Par ailleurs, la marche prévue vendredi à 15 heures, entre la Place de l’indépendance et le palais de la République, est également interdite. Initiée par le Mouvement des forces vives de la Nation (F24), qui regroupe des partis politiques et des organisations de la Société civile opposés à une éventuelle candidature de Macky Sall en 2024, cette manifestation n’aura pas lieu. Pour le Préfet, les «risques de troubles à l’ordre public» et «entrave à la libre circulation des personnes et des biens», «risques d’infiltration» des organisateurs du rassemblement prévu vendredi à 15 heures à la Place de la Nation sont réels. La troisième demande rejetée concerne la marche du Groupe Walf ce vendredi sur l’itinéraire «Place de l’indépendance-Avenue Léopold Sédar Senghor-palais de la République», pour dénoncer la coupure de son signal. Mor Talla Tine s’y oppose aussi en mettant sur la table des «risques de troubles à l’ordre public» et «entrave à la libre circulation des personnes et des biens».
Pour le Groupe Walf, interdit de diffuser ses programmes durant la période du jeudi 1er juin au samedi 1er juillet 2023, soit trente jours, c’est bientôt la fin de la sanction. Car la Coordination des associations de presse (Cap), qui lutte pour le rétablissement du signal, a eu des garanties justifiant la suspension de la journée sans presse prévue initialement demain. Il faut y ajouter la libération des journalistes Pape Ndiaye et Serigne Saliou Guèye, favorisant une décrispation.

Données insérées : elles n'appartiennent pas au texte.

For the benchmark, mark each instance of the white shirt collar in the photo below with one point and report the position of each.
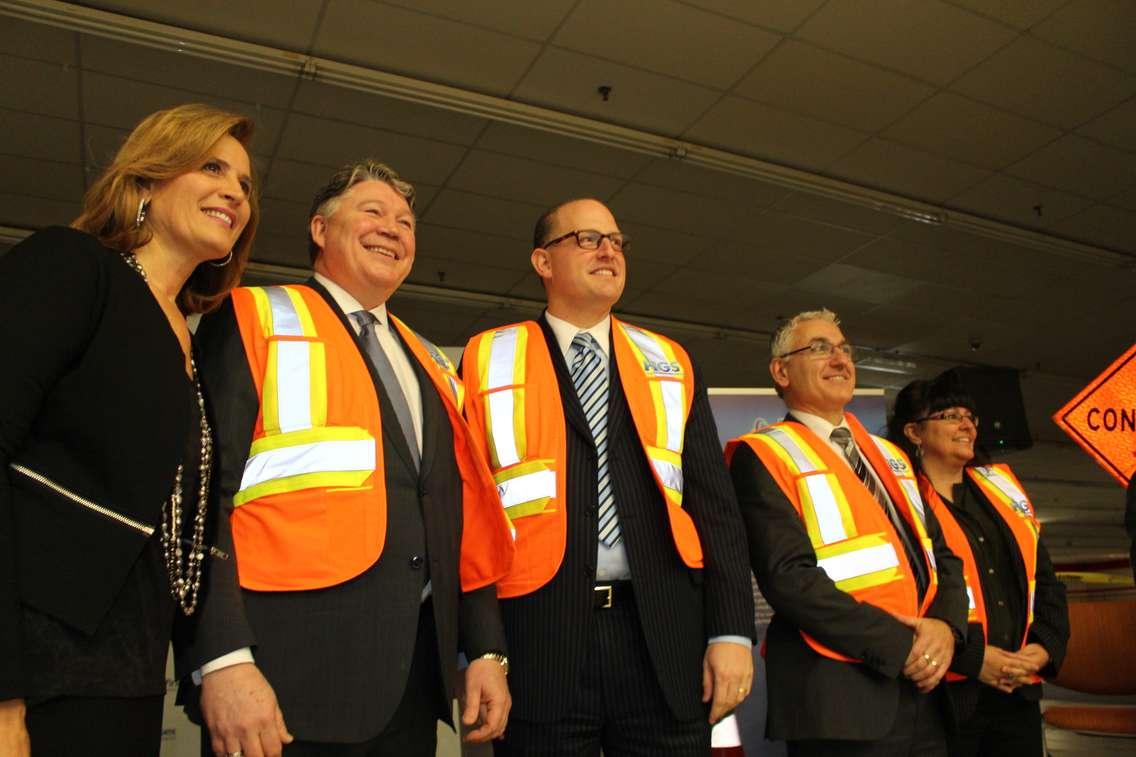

Avec la Tabaski, de nombreux Dakarois s’interrogeaient sur la tenue de ces rassemblements, notamment l’utilité politique de provoquer une tension sur le marché des moutons à moins de 5 jours de la fête. Ragaillardie par les manifestations des 1er et 2 juin faisant suite à la condamnation de Ousmane Sonko pour corruption de la jeunesse à 2 ans de prison, la Coalition Yewwi askan wi appelle à aller libérer le «Patriote» en chef le 25 juin. Du côté du gouvernement, Abdou Karim Fofana assure que «l’Etat fera tout pour protéger ces Sénégalais qui ont le droit d’exercer leur métier, qui ont le droit aussi de gagner leur vie de façon honnête». Le ministre du Commerce et porte-parole du gouvernement l’avait fait savoir mardi lors d’une conférence de presse, en s’offusquant de l’attitude des gens qui appellent à manifester dans ce contexte, a par la même occasion déploré leur «irresponsabilité». En tout état de cause, le ministre soutient que les commerçants «ne peuvent pas être à la merci de qui veut manifester». Et d’ajouter : «Il faut respecter nos compatriotes qui ont fait du commerce leur métier et qui se battent tous les jours pour offrir aux populations l’approvisionnement nécessaire pour la vie quotidienne.»